There can be no election between alternative remedies unless both are available. Where a workman's employment does not bring him within the compensation act, his unsuccessful petition for compensation will not bar a subsequent action at common law. The acceptance of the act by an employer gives him no advantage in respect to the claim of a servant as to whom the act is inapplicable.
ACTION ON THE CASE, for negligence by an employee against her employer. Burque, C.J., transferred without ruling and in advance of trial the questions of law raised by the defendant's motion to dismiss.
The facts are stated in the opinion.
McLane, Davis Carleton and Perkins Bass (Mr. Bass orally), for the plaintiff.
Wyman, Starr, Booth, Wadleigh Langdell (Mr. Langdell orally), for the defendant.
We have already considered a petition for compensation under P. L., c. 178, brought by this plaintiff against this defendant, for the same injury for which she now seeks to recover in this action at law. Davis v. Company, 88 N.H. 204. That petition was ordered dismissed by this court on the ground that the plaintiff's employment as a saleswoman in the defendant's retail department store was not an employment within the scope of the workmen's compensation act, and the plaintiff then brought this common-law action. The defendant takes the position that the plaintiff's abortive attempt to recover under the statute operates as an election to accept its benefits, and so, under section eleven thereof, bars her from prosecuting this present action at law.
This contention cannot be sustained for the reason that none of the provisions of P. L., c. 178, are applicable to the situation presented. By its terms the workmen's compensation act does not offer its alternative remedy to every workman, regardless of the nature of his work, who suffers injury arising out of and in the course of his employment. It offers its remedy only to workmen engaged in the employments enumerated in section one of the act, and, as appears above, we have already held that the plaintiff's employment was not one of those included therein. By force of this holding none of the provisions of P. L., c. 178 apply because the first words of the first section of that statute provide that "This chapter shall apply only to workmen engaged in manual or mechanical labor in the employments described in this section." To hold that section eleven of the act applies to the plaintiff in spite of the fact that section one does not, would be to fly in the face of the express wording of the statute.
Neither is there any general rule of law aside from the above act which bars the plaintiff from proceeding with her common-law action. Her previous unsuccessful attempt to recover under the statute does not prevent her from now pursuing the only remedy which she ever in fact possessed.

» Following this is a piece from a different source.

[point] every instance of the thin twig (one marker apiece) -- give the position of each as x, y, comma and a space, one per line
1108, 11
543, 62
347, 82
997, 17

The reason for this is that there can be no election between remedies unless alternative remedies are available, (Gordon v. Company, 83 N.H. 221, 223, and cases cited), and at the previous transfer of this case it was conclusively established that the workmen's compensation act did not apply. In attempting to recover under that statute she mistook her remedy, but this gives rise to no estoppel against her. Gordon v. Company, supra.
Neither does the acceptance of the act by the defendant affect the situation. The act not being applicable, he gained nothing by accepting its provisions. Davis v. Company, 88 N.H. 204, 210. The defendant's motion to dismiss must be denied.
Other questions transferred have been neither briefed nor argued and are consequently understood to have been waived.
Case discharged.
BRANCH, J., was absent: the others concurred.